The goal is to shorten therapy for so-called susceptible TB from six to four months. Enrollment is already underway in a handful of African countries for a 2,400-patient phase III clinical trial that substitutes moxifloxacin for ethambutol. Another arm of the trial substitutes moxifloxacin for isoniazid.
"It won't improve the cure rate, so statistically, it's a noninferiority trial," says Melvin Spigelman, director of research and development for the TB Alliance. "But it would be a superior treatment."
Spigelman wouldn't divulge the terms of the group's license with Bayer, which retains the right to sell the drug in the developed world. But the TB Alliance, largely funded by the Gates Foundation, insists that any drug licensed from a private firm whose development it supports must be sold to the developing world at nonprofit rates. Gatifloxacin, another fluoroquinolone produced by Lupin, Ltd., an Indian generic drug manufacturer, has also entered phase III clinical testing through a consortium that includes the WHO/Special Program for Research and Training in Tropical Diseases, the European Commission and the Paris-based Institute of Research for Development.
Another drug in the Global Alliance's pipeline is PA-824, an experimental compound in the nitroimidazole class that was licensed from Pathogenesis, a small pharmaceutical firm later acquired by Novartis's Chiron.
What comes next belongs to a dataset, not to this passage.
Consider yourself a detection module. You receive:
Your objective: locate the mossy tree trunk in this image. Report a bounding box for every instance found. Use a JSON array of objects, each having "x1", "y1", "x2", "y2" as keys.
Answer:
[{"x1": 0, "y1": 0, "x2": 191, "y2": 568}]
Though it's only gone through early-stage safety tests, preliminary bactericidal studies show it could be effective against both susceptible and drug-resistant TB.
Ironically, TB has lately become interesting to a number of private firms that have entered the fray with drug candidates of their own-developed without prompting or help from nonprofit charities. The fact that TB is still endemic in parts of rapidly developing countries including China, India and Russia suggests to a start-up company like Sequella, Inc., of Rockville, Md., that there could be a $400-million annual market for a successful new TB drug.
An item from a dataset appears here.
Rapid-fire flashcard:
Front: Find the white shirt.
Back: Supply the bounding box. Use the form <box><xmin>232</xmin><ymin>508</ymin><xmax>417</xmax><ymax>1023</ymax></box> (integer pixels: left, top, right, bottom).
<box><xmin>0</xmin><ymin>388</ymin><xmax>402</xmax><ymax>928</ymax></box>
Sequella's prime candidate, SQ109, is chemically similar to ethambutol but has a different action mechanism and could open up a whole new class of antibiotics for fighting both susceptible and resistant TB. It entered phase I human safety tests last year. Otsuka Pharmaceutical Group and the Johnson & Johnson subsidiary Tibotec also have new anti-TB drugs in early-stage human testing. Another estimated 20 drug candidates are undergoing preclinical study in industry, academic and government labs around the world.
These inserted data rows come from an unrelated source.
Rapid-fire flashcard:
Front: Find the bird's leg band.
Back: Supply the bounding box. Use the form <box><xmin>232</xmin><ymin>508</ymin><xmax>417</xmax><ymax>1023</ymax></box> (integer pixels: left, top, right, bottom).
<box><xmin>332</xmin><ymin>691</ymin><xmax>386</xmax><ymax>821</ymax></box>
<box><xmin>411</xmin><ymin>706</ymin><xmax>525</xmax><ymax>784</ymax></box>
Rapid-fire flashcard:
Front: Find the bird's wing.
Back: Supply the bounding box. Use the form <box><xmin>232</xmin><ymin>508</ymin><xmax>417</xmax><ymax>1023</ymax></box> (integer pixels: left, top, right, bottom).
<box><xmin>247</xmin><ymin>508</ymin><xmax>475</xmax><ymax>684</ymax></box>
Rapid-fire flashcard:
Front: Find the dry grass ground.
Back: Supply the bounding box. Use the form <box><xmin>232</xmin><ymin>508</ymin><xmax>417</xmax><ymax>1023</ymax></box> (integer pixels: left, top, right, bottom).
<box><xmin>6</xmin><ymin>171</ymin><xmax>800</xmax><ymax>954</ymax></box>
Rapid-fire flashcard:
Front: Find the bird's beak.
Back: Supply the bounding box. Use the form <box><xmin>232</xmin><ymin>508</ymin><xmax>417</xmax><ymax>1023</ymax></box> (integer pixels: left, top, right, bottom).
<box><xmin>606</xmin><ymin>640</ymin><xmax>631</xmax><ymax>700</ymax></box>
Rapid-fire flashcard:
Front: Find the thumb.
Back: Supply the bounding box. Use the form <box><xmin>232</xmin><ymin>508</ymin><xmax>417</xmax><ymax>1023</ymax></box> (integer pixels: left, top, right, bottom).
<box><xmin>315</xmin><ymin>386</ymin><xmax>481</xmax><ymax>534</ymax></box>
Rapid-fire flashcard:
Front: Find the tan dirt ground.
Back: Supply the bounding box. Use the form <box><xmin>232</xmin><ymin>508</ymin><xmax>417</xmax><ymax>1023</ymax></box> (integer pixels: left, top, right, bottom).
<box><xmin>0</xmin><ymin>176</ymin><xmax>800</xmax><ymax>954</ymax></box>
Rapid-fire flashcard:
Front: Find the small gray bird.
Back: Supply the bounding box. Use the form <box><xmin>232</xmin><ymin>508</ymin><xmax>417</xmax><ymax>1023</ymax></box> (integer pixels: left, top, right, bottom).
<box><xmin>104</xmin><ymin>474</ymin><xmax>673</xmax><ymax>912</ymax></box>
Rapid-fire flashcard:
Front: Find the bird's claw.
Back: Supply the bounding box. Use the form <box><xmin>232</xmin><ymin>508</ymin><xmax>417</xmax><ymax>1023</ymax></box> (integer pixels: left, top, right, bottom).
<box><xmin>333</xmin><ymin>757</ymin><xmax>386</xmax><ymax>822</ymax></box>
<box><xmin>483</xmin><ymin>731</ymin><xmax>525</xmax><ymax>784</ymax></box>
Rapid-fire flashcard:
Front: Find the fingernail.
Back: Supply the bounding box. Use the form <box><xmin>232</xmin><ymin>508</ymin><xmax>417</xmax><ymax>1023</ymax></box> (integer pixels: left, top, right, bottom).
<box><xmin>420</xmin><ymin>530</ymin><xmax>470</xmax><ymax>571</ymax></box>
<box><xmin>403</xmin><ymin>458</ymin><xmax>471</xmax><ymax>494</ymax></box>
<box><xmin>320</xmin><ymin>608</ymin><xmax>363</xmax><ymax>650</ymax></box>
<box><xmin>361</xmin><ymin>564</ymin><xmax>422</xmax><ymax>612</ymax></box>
"The pipeline is much better than it was four or five years ago," says Jerome Premmereur, a former sanofi-aventis executive who recently became CEO of the TB Alliance. "But we still need much more."
Given how long it takes to develop new drugs, better technology is unlikely to arrive in time to help the WHO meet its goal of cutting the global incidence of TB in half by 2015. To succeed, countries where TB is endemic must develop better health care systems for delivering existing drugs, and reduce the grinding poverty on which M. tuberculosis thrives.